Omni Air planes were used to deport Cameroonian refugees fleeing persecution relating to the Anglophone Crisis. Both Amnesty International and Human Rights Watch have concluded that the refugees were likely to be in danger if they returned to Cameroon, and that the deportation constituted refoulement, a violation of international law. Several of the deportees were, upon their return to Cameroon, held in squalid conditions, tortured and raped.

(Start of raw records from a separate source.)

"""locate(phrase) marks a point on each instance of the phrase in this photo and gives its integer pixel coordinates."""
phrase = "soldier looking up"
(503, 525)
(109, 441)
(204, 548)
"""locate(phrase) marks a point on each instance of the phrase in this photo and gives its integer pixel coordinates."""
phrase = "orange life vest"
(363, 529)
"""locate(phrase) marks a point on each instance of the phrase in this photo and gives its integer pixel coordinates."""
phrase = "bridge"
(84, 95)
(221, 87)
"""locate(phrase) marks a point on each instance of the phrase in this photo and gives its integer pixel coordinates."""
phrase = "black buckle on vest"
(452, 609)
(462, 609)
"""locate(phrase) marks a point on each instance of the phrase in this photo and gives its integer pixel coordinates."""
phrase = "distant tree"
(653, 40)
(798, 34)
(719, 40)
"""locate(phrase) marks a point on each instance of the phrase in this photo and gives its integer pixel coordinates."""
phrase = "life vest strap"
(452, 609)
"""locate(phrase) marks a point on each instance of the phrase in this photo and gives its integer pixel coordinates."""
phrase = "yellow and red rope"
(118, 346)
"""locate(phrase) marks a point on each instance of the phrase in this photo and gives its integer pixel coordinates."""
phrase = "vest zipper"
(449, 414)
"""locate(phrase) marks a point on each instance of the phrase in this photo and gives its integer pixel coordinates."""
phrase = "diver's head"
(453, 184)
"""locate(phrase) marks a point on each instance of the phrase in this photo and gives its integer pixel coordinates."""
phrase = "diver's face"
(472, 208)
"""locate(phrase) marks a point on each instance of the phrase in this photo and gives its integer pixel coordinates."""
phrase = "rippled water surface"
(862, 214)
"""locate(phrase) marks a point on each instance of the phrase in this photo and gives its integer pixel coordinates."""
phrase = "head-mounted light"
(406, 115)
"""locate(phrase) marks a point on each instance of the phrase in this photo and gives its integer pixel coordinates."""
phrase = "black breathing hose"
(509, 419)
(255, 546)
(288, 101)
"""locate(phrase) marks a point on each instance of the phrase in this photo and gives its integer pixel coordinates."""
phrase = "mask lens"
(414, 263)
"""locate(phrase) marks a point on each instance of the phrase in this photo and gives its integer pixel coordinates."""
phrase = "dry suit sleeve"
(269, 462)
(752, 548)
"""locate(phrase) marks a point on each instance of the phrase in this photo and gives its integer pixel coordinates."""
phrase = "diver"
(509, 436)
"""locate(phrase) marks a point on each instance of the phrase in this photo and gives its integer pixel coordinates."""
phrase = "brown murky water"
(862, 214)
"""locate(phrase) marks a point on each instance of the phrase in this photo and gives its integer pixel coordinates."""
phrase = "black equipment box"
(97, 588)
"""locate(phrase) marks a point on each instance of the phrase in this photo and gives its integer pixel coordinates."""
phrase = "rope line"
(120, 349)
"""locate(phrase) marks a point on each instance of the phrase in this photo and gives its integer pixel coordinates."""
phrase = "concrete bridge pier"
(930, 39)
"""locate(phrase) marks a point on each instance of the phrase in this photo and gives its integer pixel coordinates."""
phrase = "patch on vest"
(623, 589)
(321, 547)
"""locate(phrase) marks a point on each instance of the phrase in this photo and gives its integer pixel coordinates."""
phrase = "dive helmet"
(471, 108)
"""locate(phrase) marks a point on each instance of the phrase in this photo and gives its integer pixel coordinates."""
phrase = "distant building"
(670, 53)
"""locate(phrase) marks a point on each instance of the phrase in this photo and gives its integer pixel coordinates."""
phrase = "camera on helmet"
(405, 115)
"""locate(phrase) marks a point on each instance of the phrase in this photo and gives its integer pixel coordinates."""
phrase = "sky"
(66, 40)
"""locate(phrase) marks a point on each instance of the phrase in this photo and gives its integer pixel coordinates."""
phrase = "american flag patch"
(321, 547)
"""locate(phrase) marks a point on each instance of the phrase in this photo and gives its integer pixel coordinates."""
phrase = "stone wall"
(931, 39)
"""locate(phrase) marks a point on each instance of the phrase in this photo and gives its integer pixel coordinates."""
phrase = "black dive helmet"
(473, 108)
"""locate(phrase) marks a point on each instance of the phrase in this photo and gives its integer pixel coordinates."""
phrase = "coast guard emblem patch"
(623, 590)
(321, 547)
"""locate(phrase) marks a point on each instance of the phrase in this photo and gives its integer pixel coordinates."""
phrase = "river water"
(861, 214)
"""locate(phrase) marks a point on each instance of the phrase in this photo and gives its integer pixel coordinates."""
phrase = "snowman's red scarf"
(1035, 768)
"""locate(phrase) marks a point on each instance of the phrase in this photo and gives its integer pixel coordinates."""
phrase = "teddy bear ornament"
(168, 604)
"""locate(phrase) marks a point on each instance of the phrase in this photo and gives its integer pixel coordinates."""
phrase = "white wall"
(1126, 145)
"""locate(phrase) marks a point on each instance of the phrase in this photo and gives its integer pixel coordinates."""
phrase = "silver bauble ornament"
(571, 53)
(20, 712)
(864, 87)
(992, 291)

Use of "WRAP" devices to hogtie deportee onboard Omni Air flights was confirmed by ICE. In 2017, a plane deporting people to Somalia encountered a mechanical break that saw the plane diverted to Dakar, Senegal. Deportees were reportedly left shackled for 48 hours with little food, and when the plane's lavatories overflowed with human waste, the deportees had to urinate in a bottle or on themselves. The flight subsequently returned to the US with the deportees still on board.
Omni became the target of activists pushing Amazon to divest their 20% stake in the airline's parent company ATSG, which supplies charters for Prime Air.
Fleet
, Omni Air International operates the following aircraft:Accidents and incidents
On 28 August 2020, an Omni Air International Boeing 767 operated a flight between Kabul, Afghanistan and Washington, United States with a scheduled refueling stop at Bucharest, Romania. During landing at the Romanian capital, the aircraft's left main landing gear collapsed. The aircraft skidded along the runway and evacuation slides were used by the 80 passengers to escape without injury.Romania's SIAA found that the cause of the accident was a fracture in the outer cylinder of the left-hand main landing gear. During maintenance in 2015, the inner diameter cylinder was subjected to repeated cycles of chrome plating then grinding and polishing. The grinding machine was operating outside of input parameters, which caused excessive heat generation through friction, leading to heat damage to the base metal of the cylinder.